Based at White Memorial Presbyterian Church, StepUP is supported by about 15 faith-based organizations in Raleigh, according to John Battle, a program director. It assists some 250 men and women a year, many, but not all of them, ex-offenders and the homeless, to find jobs and housing. Participants complete a weeklong training class, then meet monthly in support groups, Battle told Perdue, learning among other things “how to cope with conflicts.”

“I believe this works,” Perdue told listeners. “I am so eager to see the results of the task force. I think it’s of huge, huge importance to North Carolina, and we can become a model for the country.”

The task force started with a realization by law enforcement officials, including Attorney General Roy Cooper and Department of Correction Secretary Alvin Keller, that the way the state deals with criminals needs to change, since locking up more people is producing more crime, not less of it.

Violent offenders should be locked up, Cooper says. But when nonviolent offenders are released, “if we can coordinate our efforts, I think we can make a huge difference in the recidivism rate.”

One factor, Keller said, is that with parole eliminated except for prisoners sentenced a long time ago, 86 percent of those leaving prison are completely unsupervisedand unaidedby the correction system. “It’s a big change,” he said, especially for those without money or a place to live. “Not everyone can make that transition.”

Jobs, housing, education and human services are “the big four” things that ex-offenders need, says Dennis Gaddy, who did time for securities fraud. He now heads the Raleigh-based Community Success Initiative, a program associated with Wake County Human Services and the state Employment Security Commission.

It costs about $28,000 a year to put someone back in prison, Gaddy noted, whereas “for $10,000 to $15,000 [invested in housing and other services] you can build a pretty solid support network that can help that person be at home, be a father, be a husband and be a productive person. You can get zero return from a person who’s in prison.”

Creation of the task force, with Cooper, Keller and two other members of Perdue’s cabinet, Human Services Secretary Lanier Cansler and Juvenile Justice Secretary Linda Hayes, is a major victory for progressive advocacy groups like the N.C. Justice Center in Raleigh and the Durham-based Carolina Justice Policy Center (CJPC), which have long advocated for a serious scrutiny of state incarceration policy.

Charmaine Fuller Cooper, executive director of the CJPC, suggests that the task force examine not only re-entry problems but also alternatives to prison.

North Carolina is one of just three states (New York and Connecticut are the others), she pointed out, that try every 16- and 17-year old who’s charged with a felony as an adult, which usually means they receive a prison sentence if convicted.

Most states retain juvenile-sentencing options for nonviolent offenses, she said.
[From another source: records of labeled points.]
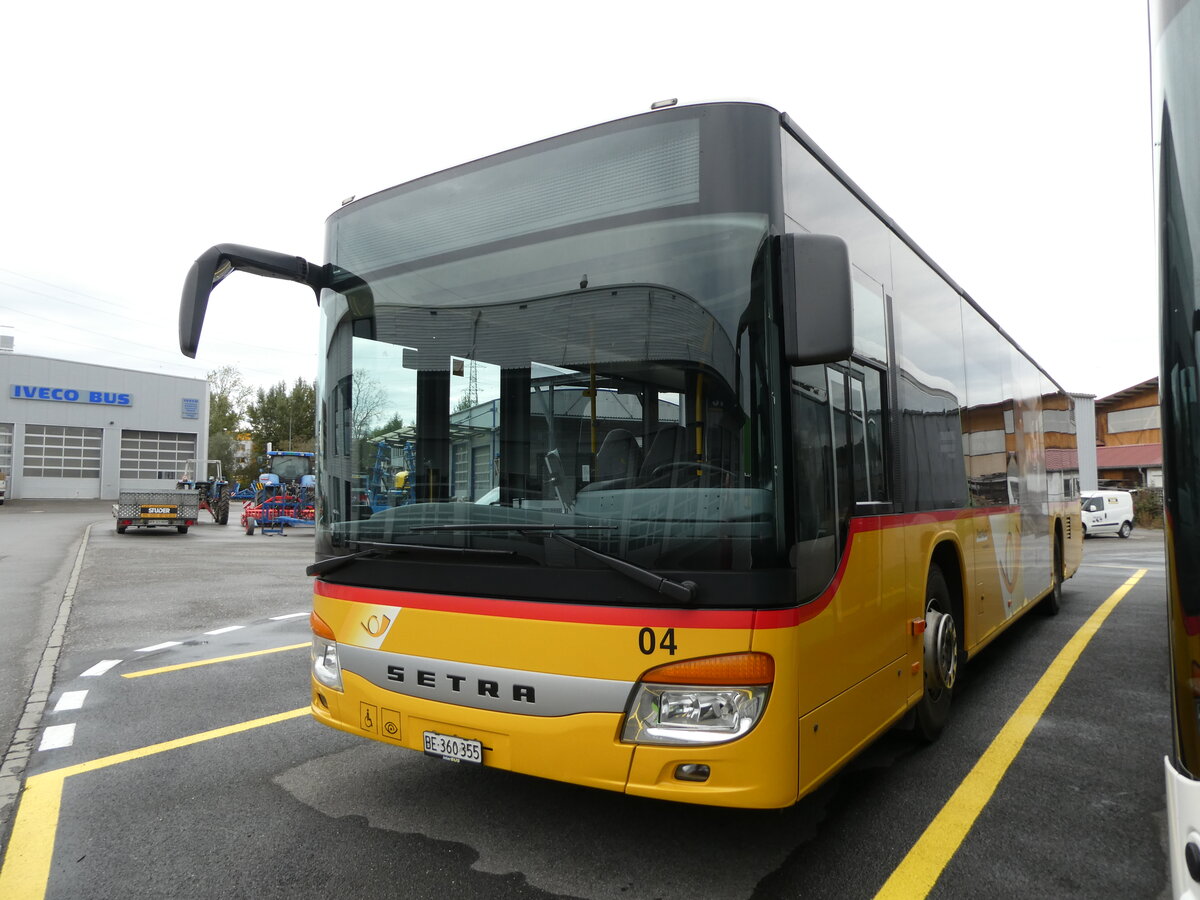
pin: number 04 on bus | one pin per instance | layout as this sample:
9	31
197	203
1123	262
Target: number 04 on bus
655	457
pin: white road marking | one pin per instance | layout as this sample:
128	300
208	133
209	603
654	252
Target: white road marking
100	667
70	700
58	737
162	646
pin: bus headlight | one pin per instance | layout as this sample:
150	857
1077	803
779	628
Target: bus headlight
703	701
325	667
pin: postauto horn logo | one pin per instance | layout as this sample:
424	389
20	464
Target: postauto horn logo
71	395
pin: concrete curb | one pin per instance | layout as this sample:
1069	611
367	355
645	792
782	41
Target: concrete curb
19	751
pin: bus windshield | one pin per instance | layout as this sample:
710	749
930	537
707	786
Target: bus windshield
589	366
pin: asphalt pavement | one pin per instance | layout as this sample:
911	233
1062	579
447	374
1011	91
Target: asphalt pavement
39	544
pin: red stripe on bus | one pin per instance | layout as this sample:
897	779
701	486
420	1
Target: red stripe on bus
653	616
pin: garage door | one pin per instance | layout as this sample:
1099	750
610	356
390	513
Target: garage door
65	459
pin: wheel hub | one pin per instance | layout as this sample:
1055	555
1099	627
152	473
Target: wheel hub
941	649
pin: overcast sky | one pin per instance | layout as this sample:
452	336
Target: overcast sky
1011	141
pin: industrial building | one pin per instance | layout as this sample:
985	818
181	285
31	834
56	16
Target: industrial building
79	431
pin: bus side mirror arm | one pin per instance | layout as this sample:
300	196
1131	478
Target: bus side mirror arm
216	263
819	322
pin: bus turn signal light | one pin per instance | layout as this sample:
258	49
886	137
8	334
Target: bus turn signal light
733	669
319	627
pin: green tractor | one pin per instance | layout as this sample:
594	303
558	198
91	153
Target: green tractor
214	491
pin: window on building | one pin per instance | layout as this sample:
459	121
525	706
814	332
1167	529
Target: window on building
6	448
1140	419
163	455
61	451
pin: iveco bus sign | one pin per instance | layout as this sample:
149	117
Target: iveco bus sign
70	395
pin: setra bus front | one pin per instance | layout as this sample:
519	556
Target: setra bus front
577	349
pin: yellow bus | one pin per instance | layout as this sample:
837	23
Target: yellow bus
713	474
1175	34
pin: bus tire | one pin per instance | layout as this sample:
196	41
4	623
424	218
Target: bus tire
1053	601
941	658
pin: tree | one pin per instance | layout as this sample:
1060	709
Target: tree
367	400
228	395
286	419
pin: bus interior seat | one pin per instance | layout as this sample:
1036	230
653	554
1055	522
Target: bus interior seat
619	456
666	448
But here, “kids who sell drugs end up with a felony conviction on their record forever,” eliminating educational and job opportunities. For example, under federal law, these kids can never qualify for college aid programs.

Cooper of the CJPC advocates more extensively using community-based alternative sentencing programs for non-violent crimes because these initiatives are cheaper than imprisonment, and recidivism rates decrease for criminals not sent to prison.

“We have to start being smarter about how we sentence people,” she said.